Organizing journal articles from the arXiv

This week, my method for keeping track of journal articles I use went from kind of cool to super awesome thanks to pdftotext and a tiny Perl script.

Most math papers I read come from the arXiv (pronounced archive), a scientific paper repository where the vast majority of mathematicians post their journal articles. This is the best place to find recent papers, since they are often posted here a year or more before they appear in a journal. It is a convenient place to find slightly older papers because journals have terrible websites. (Papers from the 60’s, which I do sometimes read, usually require a trip to the library.)

I use BibDesk to organize the papers I read, mostly because it works so well with Latex, which all mathematicians use to write papers. Also, it stores its database in a plain text file, and has done so since long before it was cool.

Every now and then I gather all the papers from my Dropbox and iPad and import them into BibDesk.
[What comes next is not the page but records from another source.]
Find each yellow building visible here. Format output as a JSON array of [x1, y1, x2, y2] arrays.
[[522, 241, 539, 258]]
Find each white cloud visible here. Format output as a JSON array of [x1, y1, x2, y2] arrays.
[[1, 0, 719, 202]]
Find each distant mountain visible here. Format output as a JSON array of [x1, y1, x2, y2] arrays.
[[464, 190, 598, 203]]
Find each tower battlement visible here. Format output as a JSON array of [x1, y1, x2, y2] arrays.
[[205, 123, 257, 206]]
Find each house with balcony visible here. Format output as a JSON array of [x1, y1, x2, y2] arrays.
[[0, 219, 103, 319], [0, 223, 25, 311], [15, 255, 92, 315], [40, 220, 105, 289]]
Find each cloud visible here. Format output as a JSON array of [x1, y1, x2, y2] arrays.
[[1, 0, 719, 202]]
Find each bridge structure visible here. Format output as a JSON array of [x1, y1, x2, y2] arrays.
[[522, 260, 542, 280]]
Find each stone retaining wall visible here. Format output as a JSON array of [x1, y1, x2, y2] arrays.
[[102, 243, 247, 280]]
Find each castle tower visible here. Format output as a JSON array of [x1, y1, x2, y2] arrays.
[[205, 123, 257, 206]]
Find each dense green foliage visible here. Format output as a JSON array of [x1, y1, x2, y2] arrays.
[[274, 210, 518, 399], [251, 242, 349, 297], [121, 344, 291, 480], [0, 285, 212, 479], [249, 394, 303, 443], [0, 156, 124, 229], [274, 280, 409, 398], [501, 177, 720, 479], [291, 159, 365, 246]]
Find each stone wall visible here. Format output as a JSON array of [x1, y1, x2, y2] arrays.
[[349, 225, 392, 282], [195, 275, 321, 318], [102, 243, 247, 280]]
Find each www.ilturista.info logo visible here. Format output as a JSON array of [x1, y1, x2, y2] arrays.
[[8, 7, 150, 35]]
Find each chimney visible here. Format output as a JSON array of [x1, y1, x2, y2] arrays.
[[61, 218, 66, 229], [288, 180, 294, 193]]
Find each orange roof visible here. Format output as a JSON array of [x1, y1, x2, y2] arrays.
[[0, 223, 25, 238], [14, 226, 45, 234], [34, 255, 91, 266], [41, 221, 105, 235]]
For each PDF I got from the arXiv I do the following:

  1. Find the arXiv identification number, which is watermarked on the first page of the PDF.
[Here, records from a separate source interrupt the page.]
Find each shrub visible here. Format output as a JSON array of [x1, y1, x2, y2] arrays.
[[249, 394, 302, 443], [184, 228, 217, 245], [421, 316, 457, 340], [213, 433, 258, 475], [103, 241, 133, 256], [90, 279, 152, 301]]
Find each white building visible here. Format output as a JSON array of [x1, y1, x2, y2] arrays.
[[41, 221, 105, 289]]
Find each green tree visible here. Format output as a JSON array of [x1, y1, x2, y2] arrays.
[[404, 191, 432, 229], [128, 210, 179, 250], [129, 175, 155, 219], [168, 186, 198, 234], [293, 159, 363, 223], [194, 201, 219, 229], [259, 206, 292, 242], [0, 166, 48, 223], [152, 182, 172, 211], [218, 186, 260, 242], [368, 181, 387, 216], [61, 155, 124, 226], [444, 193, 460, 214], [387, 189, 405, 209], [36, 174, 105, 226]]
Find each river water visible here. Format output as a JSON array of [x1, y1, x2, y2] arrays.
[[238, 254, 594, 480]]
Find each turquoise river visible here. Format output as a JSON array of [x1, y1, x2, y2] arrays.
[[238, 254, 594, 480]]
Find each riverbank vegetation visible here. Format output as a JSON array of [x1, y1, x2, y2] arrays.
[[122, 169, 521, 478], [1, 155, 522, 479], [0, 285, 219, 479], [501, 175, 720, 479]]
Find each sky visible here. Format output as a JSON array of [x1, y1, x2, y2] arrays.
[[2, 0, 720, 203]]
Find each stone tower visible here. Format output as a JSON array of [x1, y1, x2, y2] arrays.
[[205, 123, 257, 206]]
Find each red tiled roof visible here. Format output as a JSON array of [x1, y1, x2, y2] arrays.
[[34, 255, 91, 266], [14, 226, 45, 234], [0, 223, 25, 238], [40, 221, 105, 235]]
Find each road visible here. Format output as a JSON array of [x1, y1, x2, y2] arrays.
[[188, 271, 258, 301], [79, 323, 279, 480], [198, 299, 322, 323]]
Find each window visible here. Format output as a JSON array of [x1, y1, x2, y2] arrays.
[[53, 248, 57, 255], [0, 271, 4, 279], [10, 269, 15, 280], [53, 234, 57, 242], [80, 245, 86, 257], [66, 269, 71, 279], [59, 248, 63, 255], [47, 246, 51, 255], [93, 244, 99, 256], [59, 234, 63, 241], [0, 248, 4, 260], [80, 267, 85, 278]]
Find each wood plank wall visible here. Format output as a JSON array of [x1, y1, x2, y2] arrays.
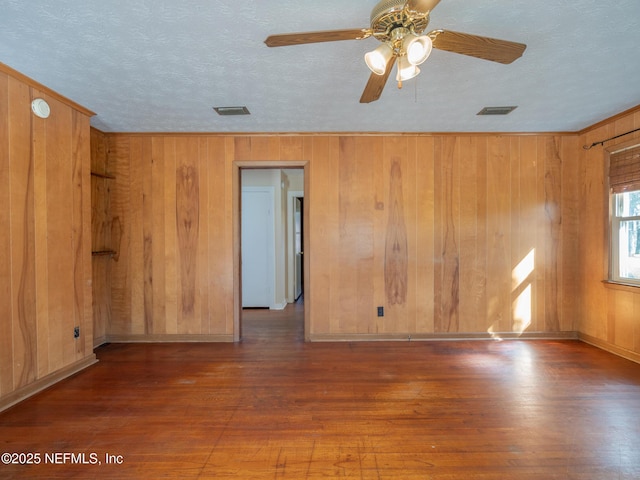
[[100, 133, 580, 341], [0, 65, 96, 410], [578, 108, 640, 360], [91, 128, 111, 346]]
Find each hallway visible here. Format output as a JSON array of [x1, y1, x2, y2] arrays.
[[241, 299, 305, 344]]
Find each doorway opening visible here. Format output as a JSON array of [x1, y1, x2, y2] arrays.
[[236, 164, 308, 342]]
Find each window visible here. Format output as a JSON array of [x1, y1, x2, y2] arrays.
[[611, 190, 640, 284], [609, 143, 640, 286]]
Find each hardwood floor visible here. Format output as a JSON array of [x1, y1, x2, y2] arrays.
[[2, 302, 640, 479]]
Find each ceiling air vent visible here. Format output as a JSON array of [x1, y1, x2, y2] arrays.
[[477, 106, 517, 116], [213, 106, 251, 116]]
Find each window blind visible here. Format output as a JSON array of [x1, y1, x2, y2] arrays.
[[610, 144, 640, 193]]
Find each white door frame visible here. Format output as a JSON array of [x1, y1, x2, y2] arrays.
[[287, 190, 304, 303], [233, 161, 310, 342]]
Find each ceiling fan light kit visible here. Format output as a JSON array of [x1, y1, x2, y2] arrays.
[[364, 43, 394, 75], [396, 55, 420, 84], [265, 0, 526, 103], [404, 33, 433, 66]]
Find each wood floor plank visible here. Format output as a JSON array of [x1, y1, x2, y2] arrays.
[[1, 302, 640, 479]]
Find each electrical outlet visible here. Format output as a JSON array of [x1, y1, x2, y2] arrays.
[[74, 326, 80, 339], [377, 306, 384, 317]]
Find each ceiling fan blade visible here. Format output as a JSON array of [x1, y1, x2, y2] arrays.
[[405, 0, 442, 14], [265, 29, 371, 47], [360, 56, 396, 104], [431, 30, 526, 64]]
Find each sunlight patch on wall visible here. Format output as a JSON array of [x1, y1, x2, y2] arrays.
[[487, 248, 535, 339], [512, 249, 535, 290], [512, 284, 532, 333]]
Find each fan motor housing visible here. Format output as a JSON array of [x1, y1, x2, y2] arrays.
[[370, 0, 430, 40]]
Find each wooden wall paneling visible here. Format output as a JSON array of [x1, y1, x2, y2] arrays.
[[90, 128, 107, 173], [142, 138, 154, 334], [229, 137, 240, 339], [0, 67, 97, 409], [301, 138, 313, 339], [327, 137, 344, 334], [32, 93, 50, 377], [163, 137, 178, 334], [90, 129, 110, 345], [225, 137, 238, 334], [458, 137, 480, 333], [613, 108, 636, 138], [280, 136, 304, 161], [606, 288, 617, 345], [0, 72, 13, 396], [535, 137, 548, 333], [509, 138, 522, 333], [71, 109, 92, 358], [356, 137, 378, 333], [560, 135, 580, 332], [337, 137, 359, 333], [383, 136, 410, 333], [150, 137, 167, 334], [517, 136, 539, 332], [432, 137, 444, 332], [197, 137, 210, 334], [486, 136, 512, 333], [437, 136, 460, 333], [575, 136, 587, 335], [175, 137, 200, 334], [268, 136, 281, 161], [247, 135, 271, 160], [577, 126, 608, 339], [474, 138, 488, 333], [129, 138, 145, 334], [542, 137, 562, 332], [234, 137, 252, 161], [612, 290, 635, 350], [371, 137, 386, 334], [90, 140, 110, 252], [10, 78, 37, 389], [83, 125, 95, 351], [414, 136, 435, 333], [99, 129, 615, 343], [109, 136, 132, 334], [207, 137, 232, 335], [44, 95, 75, 371], [403, 137, 418, 334], [310, 137, 336, 335]]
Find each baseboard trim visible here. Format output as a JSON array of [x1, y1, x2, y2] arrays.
[[0, 354, 98, 413], [309, 331, 579, 342], [578, 333, 640, 365], [105, 334, 234, 343]]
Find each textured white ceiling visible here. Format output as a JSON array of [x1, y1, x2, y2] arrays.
[[1, 0, 639, 133]]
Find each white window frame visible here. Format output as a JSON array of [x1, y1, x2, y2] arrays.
[[606, 140, 640, 287], [610, 190, 640, 286]]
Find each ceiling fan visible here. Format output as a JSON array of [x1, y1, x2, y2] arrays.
[[265, 0, 526, 103]]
  2. Use my script arxiv2bib, which I have written about before to get the paper’s metadata from the arXiv API. An AppleScript takes the result of the script and imports it into BibDesk.

  3. Drag the PDF onto the reference in BibDesk. BibDesk automatically renames the paper based on the metadata and moves it to a Dropbox subfolder.

Three steps is better than the ten it would take without AppleScript and the arXiv API, but why can’t the computer extract the identification number automatically?

Oh yeah, of course it can.

#!/bin/bash
pdftotext "$1" - | perl -ne 'if (/^arXiv:(\d{4}\.\d{4}v\d+)/) {print "$1\n"; last}'

The pdftotext utility comes with xpdf, which is available from Homebrew. Or can download the binary linked at foolabs. It works as advertised.

The -n argument tells Perl to wrap the script in the while loop to process stdin one line at a time. Here is what the Perl script would look like if I had put it in its own file.

#!/usr/bin/perl
while (<>) {
    if (/^arXiv:(\d{4}\.\d{4}v\d+)/) {
        print "$1\n";
        last;
    }
}

The regular expression looks for a line beginning with an arXiv identifier, which looks like arXiv:1203.1029v1. If it finds something, it prints the captured part, that is, the actual number. Then it exits the loop.

I can pipe the output of this script into arxiv2bib to fetch the metadata from the arXiv API. An AppleScript glues it all together, allowing me to select a whole bunch of PDFs and run the script. A few seconds later, and all the paper metadata is in BibDesk and the files are renamed and in the proper place.